Q: But is this absolutism really unique to Christianity originally?
A: I wouldn't go so far as to call it unique. But it is certainly in many ways an oddity and deviation from what seems to have been typical throughout much of human history. There are few parallels to be found (one thing that comes rather close is Egyptian Atenism, whose progenitor was eventually seen for the crackpot he no doubt was.)  Empires predating or uninfluenced by Christianity or Christianized Eurasia have almost always been much more flexible about local belief systems.
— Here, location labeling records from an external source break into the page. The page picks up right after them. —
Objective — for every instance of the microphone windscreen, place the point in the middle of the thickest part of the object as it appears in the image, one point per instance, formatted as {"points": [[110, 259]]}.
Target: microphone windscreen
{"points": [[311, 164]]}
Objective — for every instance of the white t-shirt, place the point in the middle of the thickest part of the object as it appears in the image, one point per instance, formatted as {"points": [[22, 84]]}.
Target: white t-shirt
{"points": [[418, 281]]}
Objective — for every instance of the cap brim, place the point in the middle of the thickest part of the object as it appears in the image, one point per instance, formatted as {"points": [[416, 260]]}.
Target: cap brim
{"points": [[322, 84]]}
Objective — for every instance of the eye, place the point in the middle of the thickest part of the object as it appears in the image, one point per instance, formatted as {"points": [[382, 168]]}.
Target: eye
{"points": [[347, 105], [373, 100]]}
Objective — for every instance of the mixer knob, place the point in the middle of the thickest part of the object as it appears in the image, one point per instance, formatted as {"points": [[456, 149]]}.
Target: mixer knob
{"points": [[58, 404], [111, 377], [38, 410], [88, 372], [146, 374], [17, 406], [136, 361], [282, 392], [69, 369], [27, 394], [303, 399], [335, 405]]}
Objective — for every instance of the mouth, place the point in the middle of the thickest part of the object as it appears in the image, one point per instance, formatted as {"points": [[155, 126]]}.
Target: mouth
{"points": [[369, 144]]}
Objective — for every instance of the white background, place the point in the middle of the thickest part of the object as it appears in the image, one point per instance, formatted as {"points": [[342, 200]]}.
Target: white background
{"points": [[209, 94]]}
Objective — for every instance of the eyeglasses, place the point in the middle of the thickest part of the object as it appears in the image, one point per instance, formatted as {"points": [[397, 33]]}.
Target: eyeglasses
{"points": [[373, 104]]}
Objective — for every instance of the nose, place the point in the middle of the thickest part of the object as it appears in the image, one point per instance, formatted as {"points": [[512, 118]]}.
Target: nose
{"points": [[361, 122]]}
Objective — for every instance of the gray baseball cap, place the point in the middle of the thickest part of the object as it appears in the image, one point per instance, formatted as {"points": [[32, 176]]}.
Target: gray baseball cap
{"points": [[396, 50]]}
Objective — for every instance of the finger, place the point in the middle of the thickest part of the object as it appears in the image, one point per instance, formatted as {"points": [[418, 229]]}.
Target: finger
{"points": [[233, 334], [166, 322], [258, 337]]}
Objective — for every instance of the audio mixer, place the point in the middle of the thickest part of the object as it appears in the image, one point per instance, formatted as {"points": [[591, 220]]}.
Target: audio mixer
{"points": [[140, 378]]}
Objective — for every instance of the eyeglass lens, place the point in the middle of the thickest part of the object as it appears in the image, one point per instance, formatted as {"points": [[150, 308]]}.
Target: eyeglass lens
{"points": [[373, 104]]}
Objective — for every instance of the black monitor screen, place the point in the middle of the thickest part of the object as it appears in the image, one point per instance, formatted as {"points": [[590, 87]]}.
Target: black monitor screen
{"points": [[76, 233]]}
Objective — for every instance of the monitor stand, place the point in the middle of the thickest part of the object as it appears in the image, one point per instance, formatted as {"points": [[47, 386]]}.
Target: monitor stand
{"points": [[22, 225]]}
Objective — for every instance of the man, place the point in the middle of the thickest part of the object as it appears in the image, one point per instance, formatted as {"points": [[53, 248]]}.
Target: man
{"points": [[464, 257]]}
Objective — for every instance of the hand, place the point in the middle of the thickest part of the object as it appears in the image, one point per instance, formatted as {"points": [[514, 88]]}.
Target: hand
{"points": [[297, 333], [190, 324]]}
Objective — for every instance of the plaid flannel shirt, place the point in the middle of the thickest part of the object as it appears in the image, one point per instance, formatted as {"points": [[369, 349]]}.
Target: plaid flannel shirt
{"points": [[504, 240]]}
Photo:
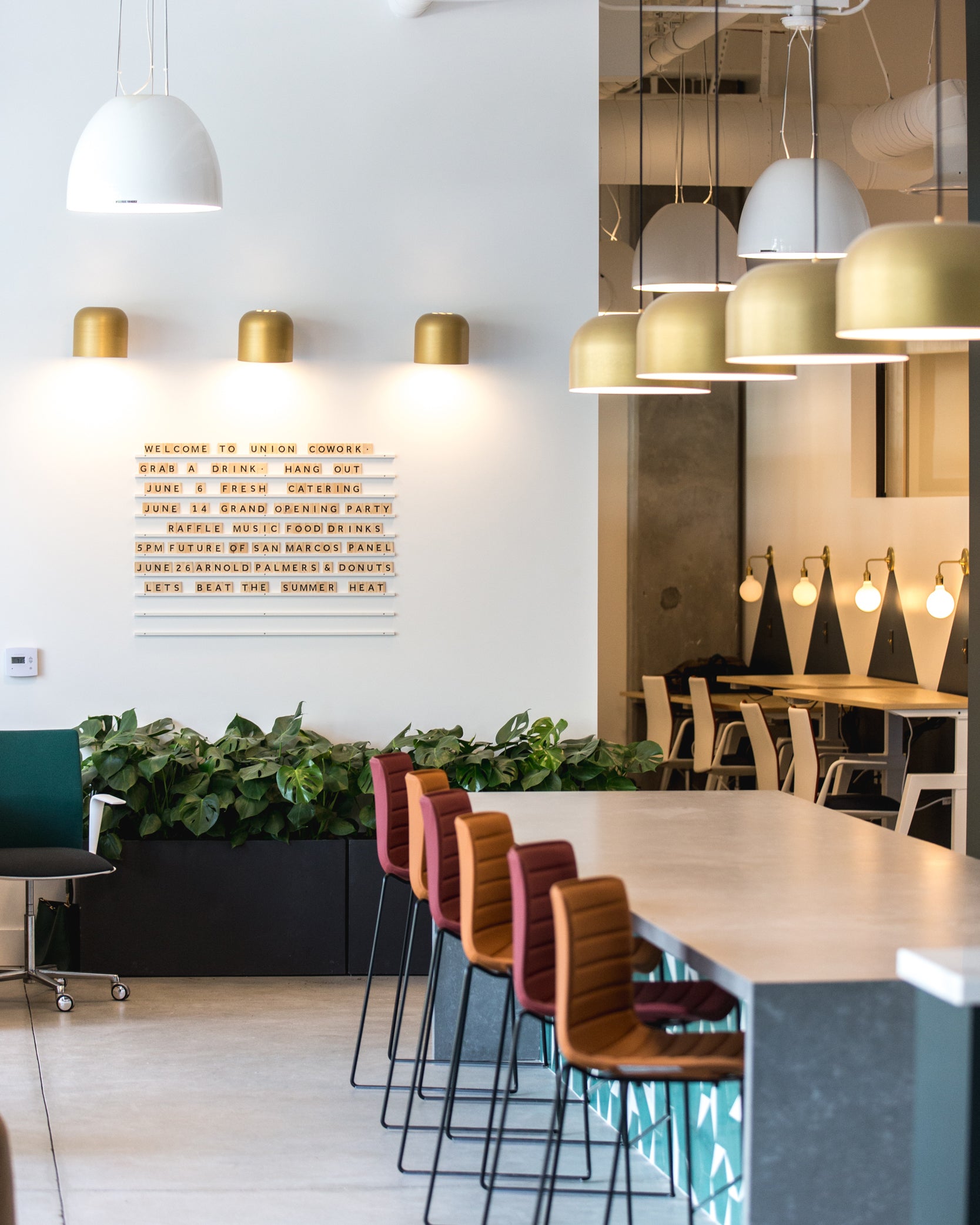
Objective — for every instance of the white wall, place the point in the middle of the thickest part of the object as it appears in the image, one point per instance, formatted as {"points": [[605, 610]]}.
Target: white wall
{"points": [[374, 168], [798, 494]]}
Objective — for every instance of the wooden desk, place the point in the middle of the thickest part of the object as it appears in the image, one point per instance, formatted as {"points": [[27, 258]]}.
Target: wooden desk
{"points": [[801, 912], [898, 704], [792, 680], [722, 702]]}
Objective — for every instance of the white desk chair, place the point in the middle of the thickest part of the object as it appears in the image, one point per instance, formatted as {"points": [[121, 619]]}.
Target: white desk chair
{"points": [[765, 750], [713, 748], [661, 731], [807, 775]]}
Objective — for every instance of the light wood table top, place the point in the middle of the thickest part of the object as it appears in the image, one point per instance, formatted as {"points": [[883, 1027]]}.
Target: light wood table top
{"points": [[909, 698], [758, 887], [722, 702], [792, 680]]}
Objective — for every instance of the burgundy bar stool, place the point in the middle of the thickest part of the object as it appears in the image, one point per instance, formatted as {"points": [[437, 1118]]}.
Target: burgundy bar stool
{"points": [[389, 774], [534, 868]]}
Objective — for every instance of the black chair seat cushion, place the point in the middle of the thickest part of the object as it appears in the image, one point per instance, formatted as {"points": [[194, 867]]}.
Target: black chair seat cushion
{"points": [[49, 863], [863, 803]]}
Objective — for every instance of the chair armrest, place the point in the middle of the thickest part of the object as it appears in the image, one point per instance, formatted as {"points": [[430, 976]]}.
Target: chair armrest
{"points": [[96, 806], [835, 766]]}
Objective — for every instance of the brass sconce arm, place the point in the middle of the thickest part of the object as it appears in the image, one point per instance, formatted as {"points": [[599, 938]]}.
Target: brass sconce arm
{"points": [[963, 561], [817, 557], [888, 559], [760, 557]]}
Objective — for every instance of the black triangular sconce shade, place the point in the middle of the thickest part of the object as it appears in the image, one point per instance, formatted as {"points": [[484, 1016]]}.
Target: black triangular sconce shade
{"points": [[891, 655], [771, 648], [954, 679], [827, 652]]}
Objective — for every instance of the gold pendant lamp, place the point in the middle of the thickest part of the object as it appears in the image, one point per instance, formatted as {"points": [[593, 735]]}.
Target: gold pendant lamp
{"points": [[787, 313], [101, 332], [603, 359], [265, 336], [683, 336], [919, 281]]}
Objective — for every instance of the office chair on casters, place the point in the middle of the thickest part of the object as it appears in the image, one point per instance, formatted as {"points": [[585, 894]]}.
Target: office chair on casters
{"points": [[41, 837]]}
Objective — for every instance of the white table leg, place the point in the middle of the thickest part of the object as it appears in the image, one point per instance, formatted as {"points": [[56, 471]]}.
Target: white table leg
{"points": [[959, 795]]}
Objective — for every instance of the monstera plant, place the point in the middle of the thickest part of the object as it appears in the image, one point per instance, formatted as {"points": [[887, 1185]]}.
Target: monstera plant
{"points": [[293, 783]]}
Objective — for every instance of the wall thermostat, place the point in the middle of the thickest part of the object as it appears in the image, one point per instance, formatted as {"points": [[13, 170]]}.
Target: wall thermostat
{"points": [[22, 661]]}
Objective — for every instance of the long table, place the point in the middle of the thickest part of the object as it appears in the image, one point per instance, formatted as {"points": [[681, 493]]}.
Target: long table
{"points": [[800, 912]]}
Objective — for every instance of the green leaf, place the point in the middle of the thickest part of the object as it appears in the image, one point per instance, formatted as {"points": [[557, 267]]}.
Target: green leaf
{"points": [[246, 808], [199, 814], [150, 825], [300, 784]]}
For example not just the Romans, but also Alexander the Great's Indo-Greek empire, the Aztec empire, the Mayans, Incas, Maurya, Kushan, Akkadians etc. were all quite tolerant of local beliefs and rituals (though practices deemed outright immoral- such as human sacrifice in Roman-occupied Gaul and Carthage- were usually not okay.) It's hard for me to judge all empires including those for which not enough evidence is available (or about which I haven't read enough) on the incidence of religious persecution, such as Achaemenid Persia- where it's hard to figure out how Zoroastrianism spread precisely- though at least some rulers, such as its founder Cyrus, were at least not pricks about it and quite tolerant. And it's clear that the later Sassanids, Parthians etc. were all more or less okay with religious heterogeneity, though some religions which threatened the power dynamic were less okay than others that didn't.